A pacemaker implantation generally takes about 1 hour. This is usually performed under local anaesthetic and general sedation. A small incision is made below the collar bone and the pacemaker generator is placed under the skin and fat layers. The leads enter a vein near the collar bone and are guided to the heart using an X-ray machine.

Patients routinely stay overnight following pacemaker implantation. The battery life of a pacemaker is about 5-10 years and the battery may be replaced when it runs out. Patients with a pacemaker will need routine follow-up to ensure the pacemaker is working properly.

When are pacemakers considered?

Pacemakers may be considered if the heart rate is too slow, in certain abnormal heart rhythm conditions when medications result in a slow heart rate, or in patients with heart failure who require a special pacemaker to help the heart pump better.

Implantable cardioverter defibrillator (ICD)

An implantable cardioverter defibrillator (ICD) is a device that is implanted in the body, which can detect a dangerous heart rhythm and potentially deliver an electric shock to reset the heart rhythm.

An ICD also has the functions of a pacemaker. An ICD comprises a battery (the generator), and insulated wire (leads) that connect the generator to the heart muscle.

What is involved in an ICD implantation?

An ICD implantation generally takes about 1 hour. This is usually performed under local anaesthetic and general sedation. A small incision is made below the collar bone and the ICD generator is placed under the skin and fat layers. The leads enter a vein near the collar bone and are guided to the heart using an X-ray machine. 

Patients routinely stay overnight following ICD implantation. The battery life of an ICD is about 5-8 years, depending on how often it delivers shocks, and the battery may be replaced when it runs out. Patients with an ICD will need routine follow-up to ensure the ICD is working properly.

When are ICDs considered?

ICDs may be considered in certain patients who have dangerous heart rhythms from the lower half of the heart (ventricular tachycardia or ventricular fibrillation), and in patients who have certain heart conditions that increase the risk of sudden cardiac arrest. If an abnormal heart rhythm is detected, a low- or high-energy shock is delivered to reset the heart back to normal rhythm.

Cardiac Resynchronisation Therapy

Is a special pacemaker that resynchronises a weak heart with abnormal electrical conduction (left bundle branch block). It has been proven, in the right patients, to improve heart pump function and extend life. There is a generator (battery) and lead(s) which sit under the skin on the left or right side of the chest. It continuously monitors your heartbeat.

Loop Recorder

If your symptoms occur very infrequently, a loop recorder may be implanted under the skin on the left side of the chest. It continuously records your heart electrical activity and detects abnormal heart rhythms.

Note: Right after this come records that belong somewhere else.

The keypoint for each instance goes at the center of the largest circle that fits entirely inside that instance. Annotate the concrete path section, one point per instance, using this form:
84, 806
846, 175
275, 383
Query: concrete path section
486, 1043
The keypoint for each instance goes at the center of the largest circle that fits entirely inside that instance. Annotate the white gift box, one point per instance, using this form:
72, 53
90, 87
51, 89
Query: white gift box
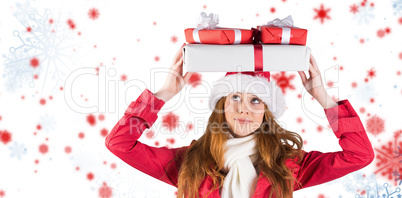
234, 58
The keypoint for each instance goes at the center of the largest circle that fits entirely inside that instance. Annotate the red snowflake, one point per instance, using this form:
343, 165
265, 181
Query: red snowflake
90, 176
105, 191
322, 13
387, 30
195, 79
375, 125
189, 126
150, 134
91, 120
389, 157
174, 39
104, 132
170, 121
71, 24
354, 8
5, 136
93, 13
123, 77
43, 148
371, 73
34, 62
283, 81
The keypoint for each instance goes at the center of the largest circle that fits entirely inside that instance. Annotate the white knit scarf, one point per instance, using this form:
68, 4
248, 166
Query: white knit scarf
240, 156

It has a battery life of 2 to 4 years.

Cardiac Ablations

Cardiac ablations are procedures that can correct abnormal fast heart rhythm problems (arrhythmias). They work by targeting the part of the heart that produces or sustains the fast heart rhythms. Catheters (long flexible tubes with electrode tips) are inserted through the vein or artery in the groin. These are then threaded up to the inside of your heart to take electrical measurements. These catheters can deliver heat or cold energy to modify the part of your heart causing the arrhythmia.

Supraventricular Tachycardia Ablation

A supraventricular tachycardia is a fast heart rhythm (arrhythmia) originating from the top of the heart (right atrium or left atrium) including AV Nodal Reentrant Tachycardia (AVNRT), Wolf-Parkinson White Syndrome, Atrial Tachycardia, and Atrial Flutter. Ablation targets the focus or area that sustains the particular arrhythmia.

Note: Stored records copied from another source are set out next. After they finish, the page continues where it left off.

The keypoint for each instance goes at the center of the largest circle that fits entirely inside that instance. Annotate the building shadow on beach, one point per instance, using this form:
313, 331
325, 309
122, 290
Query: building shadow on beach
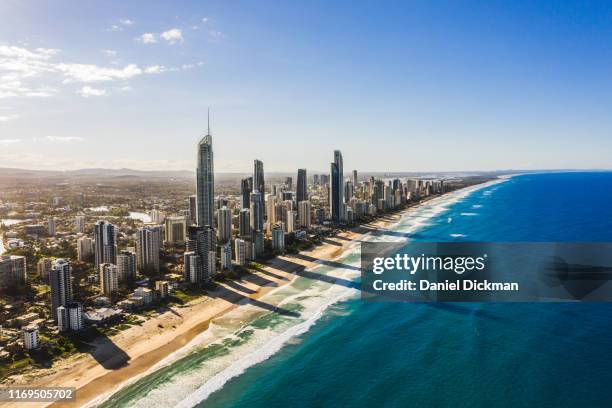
238, 294
102, 349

Atrial Fibrillation (AF) Ablation

It is a procedure to stop the abnormal electrical signals from the pulmonary veins (veins of the lung) causing atrial fibrillation. The procedure creates a small area of scar tissue in the upper left-hand chamber of the heart (left atrium) to stop the abnormal electrical signals that produce or sustain atrial fibrillation. This helps reduce the signs and symptoms and improve quality of life for people suffering from atrial fibrillation.

Ventricular Tachycardia Ablation

Ventricular tachycardia occurs when arrhythmia from the lower chambers of the heart (right or left ventricle) causes the heart to beat erratically and ineffectively. Ablation targets the areas of the heart that produce or sustain the arrhythmia. In some cases, a high frequency of extra beats from the bottom of the heart (the ventricles) can weaken the heart.

Coronary Angiogram

A coronary angiogram is a procedure that uses X-ray imaging to see your heart's blood vessels. The test is generally done to see if there's a restriction in blood flow going to the heart.

Coronary angiograms are part of a general group of procedures known as heart (cardiac) catheterizations. Cardiac catheterization procedures can both diagnose and treat heart and blood vessel conditions. A coronary angiogram, which can help diagnose heart conditions, is the most common type of cardiac catheterization procedure.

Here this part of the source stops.